Josiah Willard Gibbs (1839 - 1903)
    Considered one of the greatest American scientists during the 19th century, Josiah Willard Gibbs was born in New Haven, Connecticut on Feb. 11, 1839. In 1854, he enrolled at Yale University where he won prizes for excellence in Latin and Mathematics. By 1863, Gibbs earned a Ph.D in engineering (the first in the U.S.) from the Sheffield Scientific School at Yale. He tutored at Yale for three years, teaching Latin and Natural Philosophy. Gibbs also attended several lectures in Europe before becoming a Professor of Mathematical Physics at Yale in 1871.

    From 1871 to 1878, Gibbs worked on thermodynamics, introducing geometrical methods, thermodynamic surfaces, and criteria for equilibrium. He developed the concept of Gibbs free energy and other thermodynamic potentials in the analysis of equilibrium. Gibbs also built the foundation of modern vector calculus and studied the electromagnetic theory of light.

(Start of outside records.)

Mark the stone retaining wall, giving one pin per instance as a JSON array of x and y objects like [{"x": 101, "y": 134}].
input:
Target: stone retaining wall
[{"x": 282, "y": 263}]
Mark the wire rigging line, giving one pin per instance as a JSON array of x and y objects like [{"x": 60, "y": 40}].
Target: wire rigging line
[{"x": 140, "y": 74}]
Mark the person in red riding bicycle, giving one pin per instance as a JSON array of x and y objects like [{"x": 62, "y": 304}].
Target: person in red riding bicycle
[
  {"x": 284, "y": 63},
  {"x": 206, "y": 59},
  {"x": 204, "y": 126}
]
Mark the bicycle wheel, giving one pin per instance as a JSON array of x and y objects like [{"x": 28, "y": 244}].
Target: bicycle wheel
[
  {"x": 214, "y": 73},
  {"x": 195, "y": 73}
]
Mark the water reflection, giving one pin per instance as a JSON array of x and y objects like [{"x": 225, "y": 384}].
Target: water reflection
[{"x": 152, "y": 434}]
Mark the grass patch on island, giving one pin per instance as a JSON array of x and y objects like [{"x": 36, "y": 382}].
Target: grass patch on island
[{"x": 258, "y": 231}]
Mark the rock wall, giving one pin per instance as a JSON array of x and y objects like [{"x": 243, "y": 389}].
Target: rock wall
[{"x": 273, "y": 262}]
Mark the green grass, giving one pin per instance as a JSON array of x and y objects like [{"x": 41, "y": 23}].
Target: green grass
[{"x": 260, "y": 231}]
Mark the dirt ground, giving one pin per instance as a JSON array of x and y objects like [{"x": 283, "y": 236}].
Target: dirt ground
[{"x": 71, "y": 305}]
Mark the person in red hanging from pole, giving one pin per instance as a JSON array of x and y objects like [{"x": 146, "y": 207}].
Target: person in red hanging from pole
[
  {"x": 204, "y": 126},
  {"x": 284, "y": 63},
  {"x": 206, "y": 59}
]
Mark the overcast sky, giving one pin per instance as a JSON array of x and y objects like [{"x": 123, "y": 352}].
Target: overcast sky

    After writing several papers, Gibbs changed the focus of his research from thermodynamics to statistical methods. In 1884, he introduced the "Gibbs principle" for statistical entropy, canonical, and microcanonical statistical distributions. In 1898, he studied the "Gibbs phenomenon" in the convergence of Fourier series. By 1902, Gibbs published "Elementary Principles of Statistical Mechanics", from which the foundation of statistical mechanics was built.